Imam Al-Ghazali tidak bermaksud membatasi keluasan rahmat dan ampunan Allah. Ia menekankan bahwa harapan (raja), ketakutan (khauf), dan cinta (mahabbah) kepada Allah harus seimbang dan proporsional. Jika salah dalam menempatkan proporsi ini, maka bisa berakibat fatal. Dalam konteks ini, Makhul Ad-Dimasyqi menyatakan bahwa cara menyembah Allah dengan ketakutan, harapan, atau cinta memiliki konsekuensi yang berbeda. Siapa yang menyembah dengan ketakutan menjadi pengikut Haruri, yang dengan harapan menjadi murji’ah, dan yang dengan cinta menjadi zindiq. Namun, mereka yang menyembah dengan ketiga unsur tersebut akan menjadi ahli tauhid.

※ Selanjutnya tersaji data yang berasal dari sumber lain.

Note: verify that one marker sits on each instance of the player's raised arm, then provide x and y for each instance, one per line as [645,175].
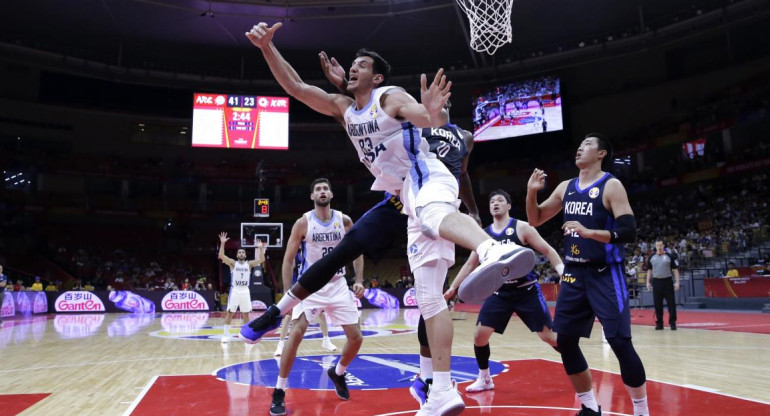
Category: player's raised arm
[259,254]
[226,260]
[358,263]
[298,232]
[466,187]
[538,214]
[335,73]
[319,100]
[429,113]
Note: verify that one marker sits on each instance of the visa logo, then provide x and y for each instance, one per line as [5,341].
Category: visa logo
[204,99]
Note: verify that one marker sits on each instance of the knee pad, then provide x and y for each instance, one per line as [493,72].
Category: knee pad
[431,304]
[422,333]
[431,216]
[571,357]
[631,367]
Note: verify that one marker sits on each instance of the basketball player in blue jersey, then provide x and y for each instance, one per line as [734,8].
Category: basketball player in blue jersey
[240,272]
[382,123]
[598,220]
[317,232]
[522,295]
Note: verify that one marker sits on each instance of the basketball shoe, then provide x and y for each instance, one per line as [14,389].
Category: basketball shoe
[443,403]
[499,263]
[268,321]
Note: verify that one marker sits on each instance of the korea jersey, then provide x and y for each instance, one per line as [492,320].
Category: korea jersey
[240,275]
[386,146]
[585,206]
[447,144]
[320,240]
[510,236]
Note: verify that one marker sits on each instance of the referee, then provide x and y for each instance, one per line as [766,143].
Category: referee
[659,271]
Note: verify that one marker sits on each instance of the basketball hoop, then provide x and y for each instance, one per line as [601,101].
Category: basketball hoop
[490,23]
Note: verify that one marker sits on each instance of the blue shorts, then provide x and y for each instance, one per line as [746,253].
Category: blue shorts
[589,291]
[527,302]
[380,227]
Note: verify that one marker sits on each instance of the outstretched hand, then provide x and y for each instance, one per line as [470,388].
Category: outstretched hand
[334,72]
[536,180]
[435,96]
[260,35]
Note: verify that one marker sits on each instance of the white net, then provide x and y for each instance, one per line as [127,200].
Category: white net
[490,23]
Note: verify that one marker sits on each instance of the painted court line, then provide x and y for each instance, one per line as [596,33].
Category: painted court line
[678,385]
[407,412]
[140,396]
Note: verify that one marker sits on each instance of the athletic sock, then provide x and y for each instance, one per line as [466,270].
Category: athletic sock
[287,302]
[426,367]
[340,369]
[484,374]
[589,400]
[281,383]
[441,380]
[640,407]
[482,354]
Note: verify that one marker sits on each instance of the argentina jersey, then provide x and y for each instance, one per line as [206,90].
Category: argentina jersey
[447,144]
[509,236]
[240,275]
[586,207]
[386,146]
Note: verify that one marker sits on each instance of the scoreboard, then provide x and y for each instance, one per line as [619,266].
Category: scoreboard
[240,121]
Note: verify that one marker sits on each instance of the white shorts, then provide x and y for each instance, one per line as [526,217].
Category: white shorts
[335,299]
[239,299]
[438,185]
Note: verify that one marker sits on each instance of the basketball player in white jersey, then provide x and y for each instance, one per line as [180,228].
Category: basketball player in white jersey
[382,122]
[317,232]
[240,271]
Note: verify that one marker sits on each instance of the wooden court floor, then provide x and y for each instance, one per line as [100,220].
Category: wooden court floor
[117,364]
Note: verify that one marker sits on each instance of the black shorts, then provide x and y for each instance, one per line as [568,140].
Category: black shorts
[527,302]
[589,291]
[379,227]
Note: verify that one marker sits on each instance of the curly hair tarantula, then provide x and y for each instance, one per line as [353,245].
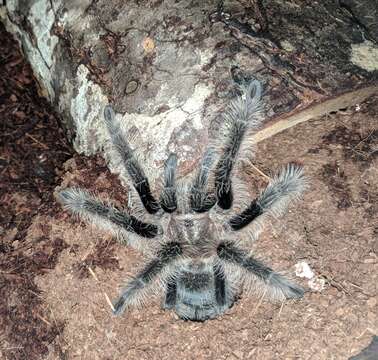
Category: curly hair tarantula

Oleh karena itu, setiap Muslim perlu menggabungkan harapan, ketakutan, dan cinta kepada Allah, dengan mempertimbangkan kebutuhan dan kondisi masing-masing individu. Mereka yang jauh dari kematian sebaiknya memperbanyak ketakutan untuk mendorong amal saleh, sedangkan mereka yang dekat dengan kematian atau uzur sebaiknya memperbanyak harapan dan berbaik sangka kepada Allah. Dalam hal ini, penting untuk mempertimbangkan ilmu, sunnah, dan kebiasaan dalam mengamalkan ketiga aspek tersebut agar menjadi seorang yang alim dan arif, baik lahir maupun batin.